From the time I started researching midwifery schools to the time I began, I wanted to soak up all the information I could. I knew my time would quickly fill with textbooks, so I began grounding myself in the voices of Black midwives, truth-tellers, and teachers who have long laid the foundation for supporting our families.
This stack of books became my “starter pack.” Listen to Me Good and Motherwit grounded me in the voices of midwives who caught babies in the face of racism, poverty, and neglect yet still held families and communities together. Say Anarcha and Medical Bondage confront the brutal reality that modern gynecology was built on the abuse and exploitation of enslaved Black women. Weathering gives voice to what so many already know in our bones – that racism grinds down our bodies over a lifetime.

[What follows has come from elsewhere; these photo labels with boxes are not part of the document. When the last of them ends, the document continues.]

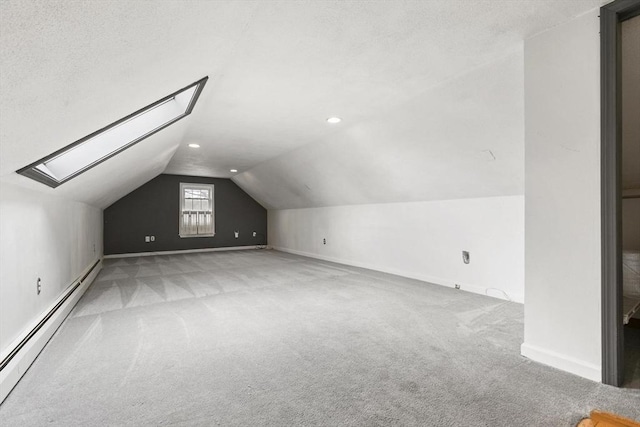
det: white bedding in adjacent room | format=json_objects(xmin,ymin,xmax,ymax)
[{"xmin": 622, "ymin": 251, "xmax": 640, "ymax": 325}]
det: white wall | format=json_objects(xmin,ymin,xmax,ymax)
[
  {"xmin": 268, "ymin": 196, "xmax": 524, "ymax": 302},
  {"xmin": 522, "ymin": 9, "xmax": 601, "ymax": 381},
  {"xmin": 0, "ymin": 182, "xmax": 102, "ymax": 354},
  {"xmin": 233, "ymin": 49, "xmax": 524, "ymax": 209},
  {"xmin": 622, "ymin": 199, "xmax": 640, "ymax": 251}
]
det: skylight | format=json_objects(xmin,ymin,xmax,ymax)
[{"xmin": 17, "ymin": 77, "xmax": 208, "ymax": 188}]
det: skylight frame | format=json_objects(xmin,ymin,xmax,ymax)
[{"xmin": 16, "ymin": 76, "xmax": 209, "ymax": 188}]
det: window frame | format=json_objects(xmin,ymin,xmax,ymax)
[
  {"xmin": 16, "ymin": 76, "xmax": 209, "ymax": 188},
  {"xmin": 178, "ymin": 182, "xmax": 216, "ymax": 239}
]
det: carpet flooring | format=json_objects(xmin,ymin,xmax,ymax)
[{"xmin": 0, "ymin": 250, "xmax": 640, "ymax": 426}]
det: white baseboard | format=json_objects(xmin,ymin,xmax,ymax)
[
  {"xmin": 0, "ymin": 260, "xmax": 102, "ymax": 403},
  {"xmin": 520, "ymin": 343, "xmax": 602, "ymax": 382},
  {"xmin": 104, "ymin": 245, "xmax": 268, "ymax": 259},
  {"xmin": 271, "ymin": 246, "xmax": 524, "ymax": 304}
]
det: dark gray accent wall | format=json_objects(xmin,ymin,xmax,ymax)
[{"xmin": 104, "ymin": 175, "xmax": 267, "ymax": 255}]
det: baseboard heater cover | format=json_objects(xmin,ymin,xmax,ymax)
[
  {"xmin": 104, "ymin": 245, "xmax": 271, "ymax": 259},
  {"xmin": 0, "ymin": 260, "xmax": 100, "ymax": 371},
  {"xmin": 0, "ymin": 259, "xmax": 102, "ymax": 403}
]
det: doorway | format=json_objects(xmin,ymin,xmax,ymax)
[{"xmin": 600, "ymin": 0, "xmax": 640, "ymax": 387}]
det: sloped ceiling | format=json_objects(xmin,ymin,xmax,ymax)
[{"xmin": 0, "ymin": 0, "xmax": 604, "ymax": 208}]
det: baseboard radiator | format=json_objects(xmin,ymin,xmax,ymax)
[{"xmin": 0, "ymin": 259, "xmax": 102, "ymax": 403}]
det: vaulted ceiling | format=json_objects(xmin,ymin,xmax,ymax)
[{"xmin": 0, "ymin": 0, "xmax": 605, "ymax": 208}]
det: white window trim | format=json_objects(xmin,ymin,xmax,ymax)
[{"xmin": 178, "ymin": 182, "xmax": 216, "ymax": 239}]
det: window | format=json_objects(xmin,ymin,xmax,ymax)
[
  {"xmin": 17, "ymin": 77, "xmax": 208, "ymax": 188},
  {"xmin": 180, "ymin": 183, "xmax": 215, "ymax": 237}
]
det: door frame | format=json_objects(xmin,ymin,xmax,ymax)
[{"xmin": 600, "ymin": 0, "xmax": 640, "ymax": 387}]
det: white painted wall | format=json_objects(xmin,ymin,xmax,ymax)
[
  {"xmin": 622, "ymin": 199, "xmax": 640, "ymax": 251},
  {"xmin": 268, "ymin": 196, "xmax": 524, "ymax": 302},
  {"xmin": 233, "ymin": 49, "xmax": 524, "ymax": 209},
  {"xmin": 0, "ymin": 182, "xmax": 102, "ymax": 354},
  {"xmin": 522, "ymin": 9, "xmax": 601, "ymax": 381}
]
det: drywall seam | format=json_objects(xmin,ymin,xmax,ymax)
[
  {"xmin": 104, "ymin": 245, "xmax": 266, "ymax": 259},
  {"xmin": 520, "ymin": 343, "xmax": 602, "ymax": 382},
  {"xmin": 0, "ymin": 259, "xmax": 102, "ymax": 403},
  {"xmin": 272, "ymin": 246, "xmax": 524, "ymax": 304}
]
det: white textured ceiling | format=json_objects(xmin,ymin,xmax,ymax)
[{"xmin": 0, "ymin": 0, "xmax": 604, "ymax": 207}]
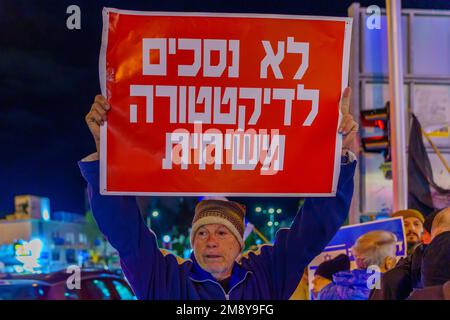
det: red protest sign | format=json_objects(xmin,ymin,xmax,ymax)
[{"xmin": 100, "ymin": 8, "xmax": 351, "ymax": 196}]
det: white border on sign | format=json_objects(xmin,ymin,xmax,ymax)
[
  {"xmin": 103, "ymin": 7, "xmax": 353, "ymax": 23},
  {"xmin": 98, "ymin": 8, "xmax": 109, "ymax": 195},
  {"xmin": 331, "ymin": 18, "xmax": 353, "ymax": 195},
  {"xmin": 99, "ymin": 7, "xmax": 353, "ymax": 197}
]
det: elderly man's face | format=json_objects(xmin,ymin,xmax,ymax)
[
  {"xmin": 404, "ymin": 217, "xmax": 423, "ymax": 243},
  {"xmin": 312, "ymin": 275, "xmax": 331, "ymax": 297},
  {"xmin": 193, "ymin": 224, "xmax": 241, "ymax": 280}
]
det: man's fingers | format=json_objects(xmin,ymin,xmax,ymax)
[
  {"xmin": 340, "ymin": 87, "xmax": 352, "ymax": 115},
  {"xmin": 342, "ymin": 121, "xmax": 359, "ymax": 136},
  {"xmin": 86, "ymin": 108, "xmax": 103, "ymax": 125},
  {"xmin": 339, "ymin": 113, "xmax": 353, "ymax": 133},
  {"xmin": 91, "ymin": 102, "xmax": 107, "ymax": 121},
  {"xmin": 94, "ymin": 94, "xmax": 110, "ymax": 110}
]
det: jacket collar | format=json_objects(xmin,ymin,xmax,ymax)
[{"xmin": 190, "ymin": 251, "xmax": 252, "ymax": 288}]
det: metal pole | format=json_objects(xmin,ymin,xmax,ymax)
[{"xmin": 386, "ymin": 0, "xmax": 408, "ymax": 211}]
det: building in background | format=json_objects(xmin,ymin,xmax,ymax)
[{"xmin": 0, "ymin": 195, "xmax": 117, "ymax": 273}]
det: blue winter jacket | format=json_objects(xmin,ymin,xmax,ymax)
[
  {"xmin": 78, "ymin": 161, "xmax": 356, "ymax": 300},
  {"xmin": 319, "ymin": 269, "xmax": 372, "ymax": 300}
]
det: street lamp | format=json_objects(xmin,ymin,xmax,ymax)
[{"xmin": 147, "ymin": 210, "xmax": 159, "ymax": 229}]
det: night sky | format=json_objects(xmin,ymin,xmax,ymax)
[{"xmin": 0, "ymin": 0, "xmax": 450, "ymax": 230}]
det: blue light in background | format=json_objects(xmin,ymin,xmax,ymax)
[{"xmin": 41, "ymin": 198, "xmax": 50, "ymax": 221}]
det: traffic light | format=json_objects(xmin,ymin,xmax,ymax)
[
  {"xmin": 361, "ymin": 101, "xmax": 391, "ymax": 162},
  {"xmin": 361, "ymin": 101, "xmax": 392, "ymax": 179}
]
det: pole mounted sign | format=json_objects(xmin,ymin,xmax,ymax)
[{"xmin": 99, "ymin": 8, "xmax": 351, "ymax": 196}]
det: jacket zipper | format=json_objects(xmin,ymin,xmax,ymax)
[{"xmin": 189, "ymin": 271, "xmax": 251, "ymax": 300}]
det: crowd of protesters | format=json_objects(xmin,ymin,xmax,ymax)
[{"xmin": 304, "ymin": 208, "xmax": 450, "ymax": 300}]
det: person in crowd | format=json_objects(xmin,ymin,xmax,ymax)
[
  {"xmin": 408, "ymin": 208, "xmax": 450, "ymax": 300},
  {"xmin": 370, "ymin": 210, "xmax": 440, "ymax": 300},
  {"xmin": 312, "ymin": 253, "xmax": 350, "ymax": 298},
  {"xmin": 318, "ymin": 230, "xmax": 397, "ymax": 300},
  {"xmin": 78, "ymin": 88, "xmax": 358, "ymax": 300},
  {"xmin": 392, "ymin": 209, "xmax": 425, "ymax": 254}
]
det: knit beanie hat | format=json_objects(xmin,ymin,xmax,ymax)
[
  {"xmin": 421, "ymin": 231, "xmax": 450, "ymax": 287},
  {"xmin": 191, "ymin": 199, "xmax": 245, "ymax": 250},
  {"xmin": 392, "ymin": 209, "xmax": 425, "ymax": 223},
  {"xmin": 315, "ymin": 253, "xmax": 350, "ymax": 280}
]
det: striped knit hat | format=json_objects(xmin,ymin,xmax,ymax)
[{"xmin": 191, "ymin": 200, "xmax": 245, "ymax": 250}]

These aren’t just books. I see them as clear instructions, written warnings. And a reminder that midwifery is never just clinical it’s ancestral, political, and deeply human. They remind me that becoming a midwife is also about listening, remembering, and showing up differently than the systems we’ve inherited.
The textbook stack is pretty heavy right now, but I’ve promised myself I will do my best to always make space for literature that feeds the spirit as much as the mind. Because I’m committed to carrying forward wisdom, honoring the past, and helping build a more just future for birthing people.
What’s been grounding you lately? Any books, stories, or voices that keep you grounded?